That Rascal Gustave
By
Charles Paul de Kock
Introduction
Those who have heard of Paul de Kock at all will have probably have come across the name in
Ulysses; Molly Bloom asks her husband Leopold to get her one of his
books, and there are several other references to him in various places in the
novel. (Though Sweets of Sin, the book Bloom bought, is apparently not
by him.) Even to Joyceans it may come as a surprise
to realise that Paul de Kock really existed; at least
one (amateur) Joyce fan assured me that he didn't. But he did; he was a
well-known and enormously popular French author of the first half of the
nineteenth century. His books were translated into several languages, and
popular in Britain for many years. Collected editions in English translation
were published in both England and the USA in 1902-1904.
That Rascal
Gustave.
That Rascal Gustave, published in French as Gustave le Mauvais sujet in 1822, is
a typical example of his manner, which 19th century audiences found
titillating, though of course, it is very tame by ours. Gustave is a
harum-scarum, forever running after women, sometimes catching one, and getting
into ludicrous scrapes. His father, who loves him but is exasperated by his
antics, is trying to make him settle down with a more eligible partner, and
Gustave expends a lot of time and energy in trying to avoid this. It ends, of course, with wedding bells and
both father and son happy with the outcome.
Paul de Kock - a Brief Biography
(From the 11th Edition of the Encyclopaedia Britannica
[1911])
KOCK,
CHARLES PAUL DE (1793-1871), French novelist, was born at Passy on the 21st of
May 1793. He was a posthumous child, his father, a banker of Dutch extraction,
having been a victim of the Terror. Paul de Kock
began life as a banker's clerk. For the most part he resided on the Boulevard
St Martin, and was one of the most inveterate of Parisians. He died in Paris on
the 27th of April 1871. He began to write for the stage very early, and
composed many operatic libretti. His first novel, L'Enfant de ma Femme
(1811), was published at his own expense. In 1820 he began his long and
successful series of novels dealing with Parisian life with Georgette, ou La Mère de Tabellion.
His period of greatest and most successful activity was the Restoration and the
early days of Louis Philippe. He was relatively less popular in France itself
than abroad, where he was considered as the special painter of life in Paris.

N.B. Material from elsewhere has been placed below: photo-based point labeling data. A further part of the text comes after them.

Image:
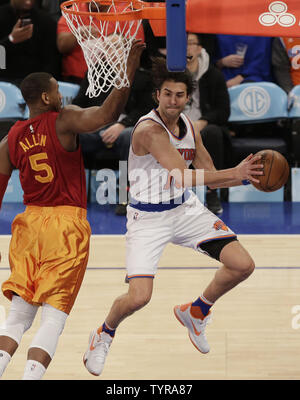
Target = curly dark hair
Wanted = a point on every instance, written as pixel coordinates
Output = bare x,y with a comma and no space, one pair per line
160,74
34,85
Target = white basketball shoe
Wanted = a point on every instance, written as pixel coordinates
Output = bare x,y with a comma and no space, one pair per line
94,357
195,326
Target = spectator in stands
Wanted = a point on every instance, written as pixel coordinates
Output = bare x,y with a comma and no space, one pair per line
52,7
286,62
29,38
210,106
244,58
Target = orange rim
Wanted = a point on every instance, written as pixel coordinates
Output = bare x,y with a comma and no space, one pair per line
156,11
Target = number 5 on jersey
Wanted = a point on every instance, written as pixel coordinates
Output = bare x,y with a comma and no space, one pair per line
36,165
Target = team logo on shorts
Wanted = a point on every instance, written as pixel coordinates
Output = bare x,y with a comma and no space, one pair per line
220,225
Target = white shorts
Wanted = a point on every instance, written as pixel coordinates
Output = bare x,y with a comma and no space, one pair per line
189,224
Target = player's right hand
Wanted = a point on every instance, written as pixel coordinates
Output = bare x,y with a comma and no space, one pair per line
248,169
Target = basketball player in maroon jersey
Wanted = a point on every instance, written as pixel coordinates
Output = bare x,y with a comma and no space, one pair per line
49,246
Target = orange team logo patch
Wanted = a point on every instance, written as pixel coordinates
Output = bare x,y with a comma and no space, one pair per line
220,225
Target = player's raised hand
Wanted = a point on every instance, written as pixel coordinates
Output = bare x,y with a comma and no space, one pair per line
248,168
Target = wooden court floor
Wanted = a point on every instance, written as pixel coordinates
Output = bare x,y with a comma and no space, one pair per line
255,332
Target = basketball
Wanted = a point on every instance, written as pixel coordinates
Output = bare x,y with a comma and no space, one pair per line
276,171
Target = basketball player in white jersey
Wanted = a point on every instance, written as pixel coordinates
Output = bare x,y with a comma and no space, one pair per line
162,210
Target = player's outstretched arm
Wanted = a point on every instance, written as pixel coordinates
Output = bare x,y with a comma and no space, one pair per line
152,138
73,119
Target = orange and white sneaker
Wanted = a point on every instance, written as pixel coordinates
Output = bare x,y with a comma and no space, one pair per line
195,326
94,357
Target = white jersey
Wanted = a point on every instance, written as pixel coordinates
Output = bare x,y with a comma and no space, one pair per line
147,177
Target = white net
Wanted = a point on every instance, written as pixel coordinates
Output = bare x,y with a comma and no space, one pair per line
105,44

Major Pendennis's remark that he had read nothing of
the novel kind for thirty years except Paul de Kock,
who certainly made him laugh, is likely to remain one of the most durable of
his testimonials, and may be classed with the legendary question of a foreign
sovereign to a Frenchman who was paying his respects, "Vous
venez de Paris et vous devez savoir des nouvelles.
Comment se porte Paul de Kock?"
The disappearance of the grisette and of the cheap
dissipation described by Henri Murger practically
made Paul de Kock obsolete. But to the student of
manners his portraiture of low and middle class life in the first half of the
19th century at Paris still has its value.

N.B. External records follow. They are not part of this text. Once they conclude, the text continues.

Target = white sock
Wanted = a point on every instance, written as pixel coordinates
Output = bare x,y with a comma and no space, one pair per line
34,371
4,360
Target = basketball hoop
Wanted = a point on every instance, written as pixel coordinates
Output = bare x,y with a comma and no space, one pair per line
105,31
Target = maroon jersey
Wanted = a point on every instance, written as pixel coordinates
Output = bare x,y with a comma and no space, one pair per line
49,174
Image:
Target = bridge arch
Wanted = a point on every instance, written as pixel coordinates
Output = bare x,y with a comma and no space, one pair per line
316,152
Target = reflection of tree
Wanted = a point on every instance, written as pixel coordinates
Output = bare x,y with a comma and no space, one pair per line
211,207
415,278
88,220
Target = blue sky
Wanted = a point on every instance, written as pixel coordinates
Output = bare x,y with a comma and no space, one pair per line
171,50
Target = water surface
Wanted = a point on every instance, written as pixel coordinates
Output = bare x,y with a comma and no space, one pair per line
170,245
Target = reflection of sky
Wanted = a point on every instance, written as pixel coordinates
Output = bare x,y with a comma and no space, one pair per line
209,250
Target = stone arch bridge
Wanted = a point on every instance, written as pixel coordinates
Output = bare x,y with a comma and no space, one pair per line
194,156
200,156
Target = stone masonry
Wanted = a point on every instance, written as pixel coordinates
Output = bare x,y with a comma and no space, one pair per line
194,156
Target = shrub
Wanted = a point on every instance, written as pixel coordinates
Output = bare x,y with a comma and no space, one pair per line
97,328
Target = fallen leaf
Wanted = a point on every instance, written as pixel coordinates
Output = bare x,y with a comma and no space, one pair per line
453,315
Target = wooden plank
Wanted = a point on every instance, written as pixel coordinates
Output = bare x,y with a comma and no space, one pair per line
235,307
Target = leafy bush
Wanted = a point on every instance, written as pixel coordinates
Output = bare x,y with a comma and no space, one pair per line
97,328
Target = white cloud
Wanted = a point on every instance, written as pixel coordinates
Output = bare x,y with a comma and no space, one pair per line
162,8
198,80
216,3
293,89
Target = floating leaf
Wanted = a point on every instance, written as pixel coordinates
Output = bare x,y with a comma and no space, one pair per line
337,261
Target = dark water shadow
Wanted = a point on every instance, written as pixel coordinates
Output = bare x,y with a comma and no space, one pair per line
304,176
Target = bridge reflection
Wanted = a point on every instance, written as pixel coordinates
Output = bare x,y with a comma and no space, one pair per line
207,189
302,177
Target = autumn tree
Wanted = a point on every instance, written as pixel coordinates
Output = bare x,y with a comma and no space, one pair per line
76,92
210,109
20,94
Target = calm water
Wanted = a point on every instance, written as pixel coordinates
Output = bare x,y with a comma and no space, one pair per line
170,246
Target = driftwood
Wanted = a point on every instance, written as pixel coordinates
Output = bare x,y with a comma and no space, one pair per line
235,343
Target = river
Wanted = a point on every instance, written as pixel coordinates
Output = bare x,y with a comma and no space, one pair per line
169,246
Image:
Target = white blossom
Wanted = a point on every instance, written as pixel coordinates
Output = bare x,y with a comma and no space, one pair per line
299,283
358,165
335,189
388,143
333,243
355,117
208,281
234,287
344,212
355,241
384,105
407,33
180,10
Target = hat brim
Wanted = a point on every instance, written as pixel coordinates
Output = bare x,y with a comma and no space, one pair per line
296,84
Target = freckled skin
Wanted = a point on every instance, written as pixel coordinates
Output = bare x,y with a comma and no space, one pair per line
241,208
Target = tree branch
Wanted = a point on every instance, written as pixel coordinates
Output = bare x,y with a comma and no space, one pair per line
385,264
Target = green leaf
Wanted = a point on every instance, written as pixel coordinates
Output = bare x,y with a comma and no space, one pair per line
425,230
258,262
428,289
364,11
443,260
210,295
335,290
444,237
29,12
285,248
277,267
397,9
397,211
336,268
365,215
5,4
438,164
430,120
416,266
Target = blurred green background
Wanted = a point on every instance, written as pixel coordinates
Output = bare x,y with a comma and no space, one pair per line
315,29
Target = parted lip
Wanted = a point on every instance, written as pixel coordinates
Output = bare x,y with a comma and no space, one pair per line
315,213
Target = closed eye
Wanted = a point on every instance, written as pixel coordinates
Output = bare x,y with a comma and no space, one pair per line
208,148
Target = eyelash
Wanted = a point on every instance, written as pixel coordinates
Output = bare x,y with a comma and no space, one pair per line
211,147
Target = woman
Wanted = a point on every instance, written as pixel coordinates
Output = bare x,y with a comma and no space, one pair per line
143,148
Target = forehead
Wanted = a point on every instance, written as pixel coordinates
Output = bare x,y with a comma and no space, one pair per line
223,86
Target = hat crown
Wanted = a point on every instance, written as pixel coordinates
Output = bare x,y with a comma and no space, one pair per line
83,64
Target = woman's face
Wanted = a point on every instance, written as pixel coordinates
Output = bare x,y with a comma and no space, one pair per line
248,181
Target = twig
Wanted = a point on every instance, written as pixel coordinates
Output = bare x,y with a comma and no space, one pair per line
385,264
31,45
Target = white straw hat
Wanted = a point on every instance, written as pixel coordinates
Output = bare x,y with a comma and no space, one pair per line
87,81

The works of Paul de Kock are very numerous. With the
exception of a few not very felicitous excursions into historical romance and
some miscellaneous works of which his share in La Grande Rue, Paris
(1842), is the chief, they are all stories of middle-class Parisian life, of guinguettes and cabarets and equivocal adventures of one
sort or another. The most famous are Andre le Savoyard (1825) and Le Barbier de Paris (1826).
Quotations
.
. . Get another of Paul de Kock's. Nice name he has.
.
. . I wonder what kind is that book he brought me Sweets of Sin by a gentleman
of fashion some other Mr de Kock I suppose the people
gave him that nickname going about with his tube from one woman to another . .
.
-- James Joyce, Ulysses
Besides
the works of English "light literature" which this diligent student
devoured, he brought down boxes of the light literature of the neighbouring
country of France: into the leaves of which when Helen dipped, she read such
things as caused her to open her eyes with wonder. But Pen showed her that it
was not he who made the books, though it was absolutely necessary that he
should keep up his French by an acquaintance with the most celebrated writers
of the day, and that it was as clearly his duty to read the eminent Paul de Kock, as to study Swift or Moliere.